Bunun için vadeli sözleşmelerin alım satımına daha sıkı denetimler gelmesini öneriyor.
Petrol fiyatları da artışta
Londra borsasında ham petrolün varil fiyatı da 100 dolara yaklaşıyor. 98 dolar seviyesindeki fiyat son iki yılın en yüksek noktasına vardı.
Gıdada olduğu gibi burada da sorun arz, talep artışı ve yatırımcı hareketlerinin birleşiminden kaynaklanıyor. Özellikle Çin, son yıllarda fabrikalar ve taşıtlar için yakıt açlığını karşılamaya çalışıyor.
Yakıt fiyatının yükselmesi ulaşım maliyetlerini de arttırarak yine gıda nakliyesine ve gıdaların nihai fiyatlandırmasına yansıyor.
Uluslararası Enerji Kurumu IEA, yüksek petrol fiyatlarının 2011 yılındaki ekonomik iyileşme sürecini tehdit ettiği yorumunu yapmıştı.
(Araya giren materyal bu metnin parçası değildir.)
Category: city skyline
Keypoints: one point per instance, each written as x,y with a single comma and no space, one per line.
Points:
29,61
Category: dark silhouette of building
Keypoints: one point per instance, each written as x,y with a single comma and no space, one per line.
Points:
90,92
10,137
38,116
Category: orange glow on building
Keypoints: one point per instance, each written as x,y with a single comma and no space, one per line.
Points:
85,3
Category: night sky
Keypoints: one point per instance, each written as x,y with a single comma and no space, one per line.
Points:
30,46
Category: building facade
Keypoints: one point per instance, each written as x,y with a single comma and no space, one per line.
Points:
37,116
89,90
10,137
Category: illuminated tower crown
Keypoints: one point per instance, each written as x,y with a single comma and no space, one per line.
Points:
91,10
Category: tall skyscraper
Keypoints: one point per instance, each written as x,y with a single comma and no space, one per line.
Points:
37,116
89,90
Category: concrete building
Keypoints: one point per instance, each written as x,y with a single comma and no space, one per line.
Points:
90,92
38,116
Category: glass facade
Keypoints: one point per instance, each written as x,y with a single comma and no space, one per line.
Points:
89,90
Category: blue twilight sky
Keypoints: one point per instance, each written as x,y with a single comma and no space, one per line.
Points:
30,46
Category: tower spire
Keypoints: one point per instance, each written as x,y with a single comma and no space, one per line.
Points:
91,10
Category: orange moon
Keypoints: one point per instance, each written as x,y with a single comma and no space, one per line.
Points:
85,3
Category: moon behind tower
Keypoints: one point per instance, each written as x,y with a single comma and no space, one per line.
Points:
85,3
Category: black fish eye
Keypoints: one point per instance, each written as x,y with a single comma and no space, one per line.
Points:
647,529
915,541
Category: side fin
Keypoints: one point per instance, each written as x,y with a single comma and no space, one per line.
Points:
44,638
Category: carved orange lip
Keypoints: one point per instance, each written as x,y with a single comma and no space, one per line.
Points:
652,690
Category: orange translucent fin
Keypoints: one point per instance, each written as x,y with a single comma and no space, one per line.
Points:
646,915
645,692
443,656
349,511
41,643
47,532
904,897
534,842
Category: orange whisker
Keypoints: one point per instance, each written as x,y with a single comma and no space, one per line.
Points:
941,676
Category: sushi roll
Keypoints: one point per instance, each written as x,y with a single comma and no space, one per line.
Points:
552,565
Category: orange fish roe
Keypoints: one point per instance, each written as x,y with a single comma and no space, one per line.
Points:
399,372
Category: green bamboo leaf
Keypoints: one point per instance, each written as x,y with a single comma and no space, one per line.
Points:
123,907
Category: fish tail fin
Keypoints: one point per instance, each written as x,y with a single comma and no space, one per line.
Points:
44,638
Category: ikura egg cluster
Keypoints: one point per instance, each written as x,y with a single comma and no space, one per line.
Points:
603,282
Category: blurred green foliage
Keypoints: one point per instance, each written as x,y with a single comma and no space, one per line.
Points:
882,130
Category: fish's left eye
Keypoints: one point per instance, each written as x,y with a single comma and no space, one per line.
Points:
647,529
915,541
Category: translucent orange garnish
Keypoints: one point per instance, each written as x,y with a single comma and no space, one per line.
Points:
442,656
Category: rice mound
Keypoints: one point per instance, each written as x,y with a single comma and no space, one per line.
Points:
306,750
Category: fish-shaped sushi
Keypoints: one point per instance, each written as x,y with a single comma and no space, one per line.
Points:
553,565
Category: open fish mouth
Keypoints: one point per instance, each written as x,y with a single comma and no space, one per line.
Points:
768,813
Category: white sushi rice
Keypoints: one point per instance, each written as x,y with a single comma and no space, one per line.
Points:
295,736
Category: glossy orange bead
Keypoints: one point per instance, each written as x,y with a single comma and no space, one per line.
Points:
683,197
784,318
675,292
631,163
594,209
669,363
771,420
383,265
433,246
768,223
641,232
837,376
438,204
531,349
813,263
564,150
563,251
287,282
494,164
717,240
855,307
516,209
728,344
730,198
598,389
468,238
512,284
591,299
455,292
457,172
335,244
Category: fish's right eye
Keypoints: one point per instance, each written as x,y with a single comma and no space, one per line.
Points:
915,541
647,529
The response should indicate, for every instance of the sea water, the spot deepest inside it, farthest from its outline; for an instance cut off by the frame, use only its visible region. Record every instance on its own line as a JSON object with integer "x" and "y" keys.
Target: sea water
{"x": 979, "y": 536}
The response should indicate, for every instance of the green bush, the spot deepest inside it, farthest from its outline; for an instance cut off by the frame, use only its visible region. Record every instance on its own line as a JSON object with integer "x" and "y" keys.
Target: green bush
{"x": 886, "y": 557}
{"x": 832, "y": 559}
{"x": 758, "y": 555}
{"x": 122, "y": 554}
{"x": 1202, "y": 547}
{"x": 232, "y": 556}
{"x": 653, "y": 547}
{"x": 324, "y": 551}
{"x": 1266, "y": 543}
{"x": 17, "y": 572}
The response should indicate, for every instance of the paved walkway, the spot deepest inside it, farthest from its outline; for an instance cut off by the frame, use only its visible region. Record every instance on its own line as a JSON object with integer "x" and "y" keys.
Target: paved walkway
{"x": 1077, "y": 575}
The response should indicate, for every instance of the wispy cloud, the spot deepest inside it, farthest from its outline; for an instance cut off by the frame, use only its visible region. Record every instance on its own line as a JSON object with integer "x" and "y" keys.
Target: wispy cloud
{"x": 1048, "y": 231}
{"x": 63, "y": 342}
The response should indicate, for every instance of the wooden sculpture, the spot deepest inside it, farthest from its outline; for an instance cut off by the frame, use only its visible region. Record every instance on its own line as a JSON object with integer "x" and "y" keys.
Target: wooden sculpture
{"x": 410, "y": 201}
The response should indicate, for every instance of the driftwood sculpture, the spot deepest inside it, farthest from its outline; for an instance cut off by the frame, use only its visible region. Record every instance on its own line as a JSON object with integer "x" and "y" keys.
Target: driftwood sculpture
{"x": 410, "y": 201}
OECD üyesi 34 sanayileşmiş ülkenin petrol ithalatlarının faturası da 2010 yılında yüzde 30 yükselerek 790 milyar dolara çıktı.
Bakır fiyatları da 2011 yılına rekor seviyelerde başladı - bu duruma küresel düzeyde iyileşme sürecinin artırdığı talebin ve bir çok ülkenin düşük stoklama yapmasının yol açtığı düşünülüyor.
Dünyada pek çok ülke ekonomide durgunluğu aşmaya çalışırken bu olumsuzluklar da işlerini kolaylaştırmıyor.